Take all the comforting flavors of traditional stuffing and combine them with the irresistible allure of freshly baked bread, and you have a side dish that is sure to be a new holiday tradition. This Pull-Apart Savory Stuffing Bundt, baked in the beautifully designed Nordic Ware 75th Anniversary Braided Bundt Pan, is a creative twist on a classic holiday favorite. With each tender, tear-apart piece, it’s easy to savor the harmonious blend of herbs, spices, and savory ingredients, making it the perfect addition to any festive table or a delightful snack for any occasion. This recipe not only embodies the essence of the holiday season but also offers a beautiful way to share the joy of good food with family and friends.

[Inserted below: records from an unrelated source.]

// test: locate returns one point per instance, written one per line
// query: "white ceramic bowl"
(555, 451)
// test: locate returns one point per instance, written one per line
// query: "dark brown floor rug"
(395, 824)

Pull-Apart Savory Stuffing Bundt
Makes 1 (12-cup) loaf
Ingredients
- 4 2/3 cups (583 grams) all-purpose flour
- 4 1/2 teaspoons (13.5 grams) kosher salt
- 4 teaspoons (20 grams) baking powder
- 1 tablespoon (12 grams) granulated sugar
- 1 1/2 teaspoons (3 grams) poultry seasoning
- 1/2 teaspoon (1 gram) garlic powder
- 1/2 teaspoon (1 gram) ground black pepper
- 1 1/4 cups (284 grams) cold unsalted butter, cubed
- 3/4 cup (102 grams) coarsely chopped dried cranberries
- 1/3 cup (40 grams) shredded Gruyère cheese
- 2 tablespoons (6 grams) chopped fresh sage
- 1 1/4 cups (300 grams) cold whole buttermilk
- 5 tablespoons (71 grams) unsalted butter, softened
- 1 cup (115 grams) diced celery
- 1/4 cup (28 grams) diced sweet onion
- Garnish: shredded Gruyère cheese
Instructions
- Line a baking sheet with parchment paper.
- In a large bowl, whisk together flour, salt, baking powder, sugar, poultry seasoning, garlic powder, and pepper. Add cold butter, tossing to coat. Using a pastry blender or your hands, cut in butter until mixture is crumbly and butter pieces are pea-size. Stir in cranberries, cheese, and sage. Add cold buttermilk; stir with a fork until a shaggy dough forms. (Do not over mix.)
- Turn out dough onto a lightly floured surface. (Dough will be crumbly and almost dry.) Pat dough into a rectangle about 1 inch thick. Using a lightly floured rolling pin, roll dough into a 15x6-inch rectangle. Using a bench scraper, fold dough in thirds like a letter. Rotate dough 90 degrees. Repeat rolling, folding, and rotating three more times. (Dough will seem too shaggy to do this to start but will come together and be easier to work with as you go.)
- Roll dough into a 10x9-inch rectangle (about ¾ inch thick). Place on prepared pan. Cover and refrigerate until butter is chilled, at least 20 minutes
- Spray a 12-cup Bundt pan with baking spray with flour.
- In a medium skillet, melt 1 tablespoon (14 grams) softened butter over medium-high heat. Add celery and onion. Cook, stirring frequently, until tender and fragrant, 5 to 6 minutes. Remove from heat; stir in remaining 4 tablespoons (57 grams) room temperature butter until melted. Transfer mixture to a large bowl; let cool for 5 minutes.
- Cut dough into 1-inch squares, and add to vegetable mixture. Gently toss until combined and dough is evenly coated. Arrange dough pieces in prepared pan, lightly pressing dough into grooves of pan. Once all dough is in pan, lightly press with your hands to level dough and fully adhere. Freeze until firm, at least 20 minutes.
- Preheat oven to 400°F (200°C).
- Bake for 10 minutes. Reduce oven temperature to 375°F (190°C), and bake until golden brown and an instant-read thermometer inserted in center registers 190°F (88°C), 25 to 30 minutes more. Let cool in pan for 10 minutes. Invert loaf onto a serving plate. Garnish with cheese, if desired. Serve warm.